Joseph DaGrosa n’est pas inactif hors FCGB, il recherche des « entreprises en difficulté » pour les « redresser » en y investissant

Joseph DaGrosa

S’il a investi aux Girondins de Bordeaux et dans SoccerEX, Joseph DaGrosa n’est pas inattentif au marché et reste très ouvert à d’autres investissements.

« À court terme, nous envisageons des entreprises qui, à notre avis, cesseront leurs activités au cours des 12 à 24 prochains mois. Les six derniers mois de la spirale de la mort d’une entreprise coûtent cher à court terme, alors notre travail consiste à trouver un bon endroit pour exploiter les occasions à court terme. Nous cherchons des sociétés qui, selon nous, vont être éliminées ou restructurées en profondeur de façon à ce que les capitaux propres disparaissent […] Je travaille dans le secteur du capital-investissement public et privé aux États-Unis depuis 30 ans et je suis donc très à l’aise avec les règles du jeu aux États-Unis. Ne jamais dire jamais [d’investir dans des titres publics européens ou asiatiques], mais nous voulons éviter les dérives de style et notre spécialité est de comprendre le financement des entreprises américaines. C’est notre compétence principale et c’est ce que nous aimerions exploiter ».

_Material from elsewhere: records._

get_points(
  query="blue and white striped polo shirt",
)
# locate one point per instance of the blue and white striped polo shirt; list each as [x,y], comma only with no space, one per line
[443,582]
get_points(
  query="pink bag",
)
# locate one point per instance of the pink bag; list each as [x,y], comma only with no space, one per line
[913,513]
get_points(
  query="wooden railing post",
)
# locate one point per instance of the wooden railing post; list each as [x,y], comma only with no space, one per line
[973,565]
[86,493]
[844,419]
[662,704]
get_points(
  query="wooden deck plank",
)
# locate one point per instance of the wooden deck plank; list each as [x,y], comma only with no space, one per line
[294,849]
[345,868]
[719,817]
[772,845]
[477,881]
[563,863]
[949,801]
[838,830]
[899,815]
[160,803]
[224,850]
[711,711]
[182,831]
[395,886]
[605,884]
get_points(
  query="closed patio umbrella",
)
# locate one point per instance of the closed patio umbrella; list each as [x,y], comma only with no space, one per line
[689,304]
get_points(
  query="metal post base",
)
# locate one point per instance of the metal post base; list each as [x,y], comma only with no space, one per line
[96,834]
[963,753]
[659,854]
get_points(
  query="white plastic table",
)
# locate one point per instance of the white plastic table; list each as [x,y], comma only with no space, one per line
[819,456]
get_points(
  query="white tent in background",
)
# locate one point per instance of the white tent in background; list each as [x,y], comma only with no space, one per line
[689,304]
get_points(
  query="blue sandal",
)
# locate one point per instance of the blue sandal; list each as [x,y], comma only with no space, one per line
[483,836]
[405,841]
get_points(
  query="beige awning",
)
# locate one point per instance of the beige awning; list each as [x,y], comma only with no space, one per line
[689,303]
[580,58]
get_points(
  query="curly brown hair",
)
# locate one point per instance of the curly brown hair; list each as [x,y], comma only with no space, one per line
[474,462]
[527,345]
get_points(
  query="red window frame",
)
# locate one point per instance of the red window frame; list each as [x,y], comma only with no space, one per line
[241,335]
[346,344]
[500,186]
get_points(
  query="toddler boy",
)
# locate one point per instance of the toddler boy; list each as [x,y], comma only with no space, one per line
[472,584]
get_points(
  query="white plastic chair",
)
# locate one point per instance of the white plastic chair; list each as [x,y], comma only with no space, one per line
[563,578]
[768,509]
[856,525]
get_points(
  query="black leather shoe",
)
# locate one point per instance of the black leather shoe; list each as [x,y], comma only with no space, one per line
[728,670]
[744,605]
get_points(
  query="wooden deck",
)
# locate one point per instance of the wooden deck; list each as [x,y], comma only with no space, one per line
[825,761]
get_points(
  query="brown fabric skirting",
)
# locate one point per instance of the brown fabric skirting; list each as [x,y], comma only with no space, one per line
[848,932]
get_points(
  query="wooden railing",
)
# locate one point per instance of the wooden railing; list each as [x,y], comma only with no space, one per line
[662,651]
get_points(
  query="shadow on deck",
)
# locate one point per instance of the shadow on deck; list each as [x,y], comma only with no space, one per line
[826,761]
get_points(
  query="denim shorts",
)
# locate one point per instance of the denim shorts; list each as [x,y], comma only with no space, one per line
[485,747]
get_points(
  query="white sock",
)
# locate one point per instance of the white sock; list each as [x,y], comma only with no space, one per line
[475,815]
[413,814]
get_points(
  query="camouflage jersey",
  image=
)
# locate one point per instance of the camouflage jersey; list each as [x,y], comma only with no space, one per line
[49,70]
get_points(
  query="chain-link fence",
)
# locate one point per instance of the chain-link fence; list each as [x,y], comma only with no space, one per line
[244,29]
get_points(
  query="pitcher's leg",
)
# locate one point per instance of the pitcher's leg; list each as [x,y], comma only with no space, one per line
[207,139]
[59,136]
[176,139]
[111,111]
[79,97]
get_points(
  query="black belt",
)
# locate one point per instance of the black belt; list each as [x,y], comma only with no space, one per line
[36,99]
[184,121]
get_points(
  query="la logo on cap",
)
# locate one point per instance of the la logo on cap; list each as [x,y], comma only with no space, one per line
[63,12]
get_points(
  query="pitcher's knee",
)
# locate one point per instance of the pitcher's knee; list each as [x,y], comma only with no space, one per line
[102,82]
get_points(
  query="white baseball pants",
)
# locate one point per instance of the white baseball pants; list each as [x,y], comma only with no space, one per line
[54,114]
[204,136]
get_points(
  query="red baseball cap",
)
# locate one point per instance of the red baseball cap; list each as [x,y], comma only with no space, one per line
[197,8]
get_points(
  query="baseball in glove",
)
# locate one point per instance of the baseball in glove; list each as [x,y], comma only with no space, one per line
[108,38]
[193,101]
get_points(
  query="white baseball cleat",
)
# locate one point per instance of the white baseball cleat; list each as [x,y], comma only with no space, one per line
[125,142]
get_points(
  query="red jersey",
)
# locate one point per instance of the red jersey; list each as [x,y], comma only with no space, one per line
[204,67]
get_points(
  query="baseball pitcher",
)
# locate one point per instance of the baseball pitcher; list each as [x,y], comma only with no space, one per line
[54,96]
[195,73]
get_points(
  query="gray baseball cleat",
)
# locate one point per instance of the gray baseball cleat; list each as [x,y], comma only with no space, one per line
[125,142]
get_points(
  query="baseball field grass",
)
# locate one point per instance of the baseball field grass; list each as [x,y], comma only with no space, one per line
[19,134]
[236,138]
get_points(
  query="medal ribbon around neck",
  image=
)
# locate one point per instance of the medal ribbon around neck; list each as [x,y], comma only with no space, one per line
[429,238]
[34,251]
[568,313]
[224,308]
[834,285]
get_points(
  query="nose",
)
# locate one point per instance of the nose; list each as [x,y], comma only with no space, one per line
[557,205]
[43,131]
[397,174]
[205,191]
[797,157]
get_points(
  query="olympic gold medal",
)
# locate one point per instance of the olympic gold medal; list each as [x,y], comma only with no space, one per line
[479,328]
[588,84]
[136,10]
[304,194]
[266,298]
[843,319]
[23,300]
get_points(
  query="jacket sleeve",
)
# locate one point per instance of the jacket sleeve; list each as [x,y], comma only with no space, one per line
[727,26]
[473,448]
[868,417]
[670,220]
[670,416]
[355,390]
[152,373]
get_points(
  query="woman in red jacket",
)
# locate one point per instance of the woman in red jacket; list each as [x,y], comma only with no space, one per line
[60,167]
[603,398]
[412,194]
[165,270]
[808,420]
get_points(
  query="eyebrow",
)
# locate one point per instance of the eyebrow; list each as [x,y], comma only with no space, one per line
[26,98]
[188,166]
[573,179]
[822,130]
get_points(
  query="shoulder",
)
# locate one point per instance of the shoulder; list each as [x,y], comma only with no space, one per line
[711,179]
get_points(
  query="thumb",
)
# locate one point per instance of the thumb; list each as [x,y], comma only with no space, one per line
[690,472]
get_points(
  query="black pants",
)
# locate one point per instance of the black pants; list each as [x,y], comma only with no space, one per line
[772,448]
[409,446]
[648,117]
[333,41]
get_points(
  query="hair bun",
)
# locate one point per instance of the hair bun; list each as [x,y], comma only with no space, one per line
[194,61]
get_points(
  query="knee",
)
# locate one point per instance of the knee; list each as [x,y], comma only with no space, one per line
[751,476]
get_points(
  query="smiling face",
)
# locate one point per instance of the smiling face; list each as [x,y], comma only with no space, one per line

Et Joseph DaGrosa gardera toujours un œil sur les opérations de capital-investissement.

« Nous sommes une entreprise opportuniste. Nous avons quelques affaires intéressantes que nous sommes en train d’examiner de très près. Il s’agit surtout de faillites ou de quasi-faillites ; c’est là, je pense, que le dernier bastion des opportunités est pour le capital-investissement américain – trouver des entreprises en difficulté et comprendre comment les redresser […] Nous cherchons vraiment à être à la pointe des opportunités d’achat avant tout le monde, qu’il s’agisse du fonds spéculatif, du fonds pour le sport ou des opérations de capital-investissement […] Je suis à Bordeaux une semaine par mois, mais en termes de partage d’esprit, je ne suis pas enfermé dans un vide professionnel, je suis toujours en train d’analyser des affaires. Je suis un investisseur ; ce n’est pas du ‘travail’. J’ai commencé à Wall Street à l’âge de 15 ans. J’ai commencé à investir dans les actions quand j’avais 10 ans avec mon père. C’est dans mon sang, et je ne peux pas imaginer faire autre chose ».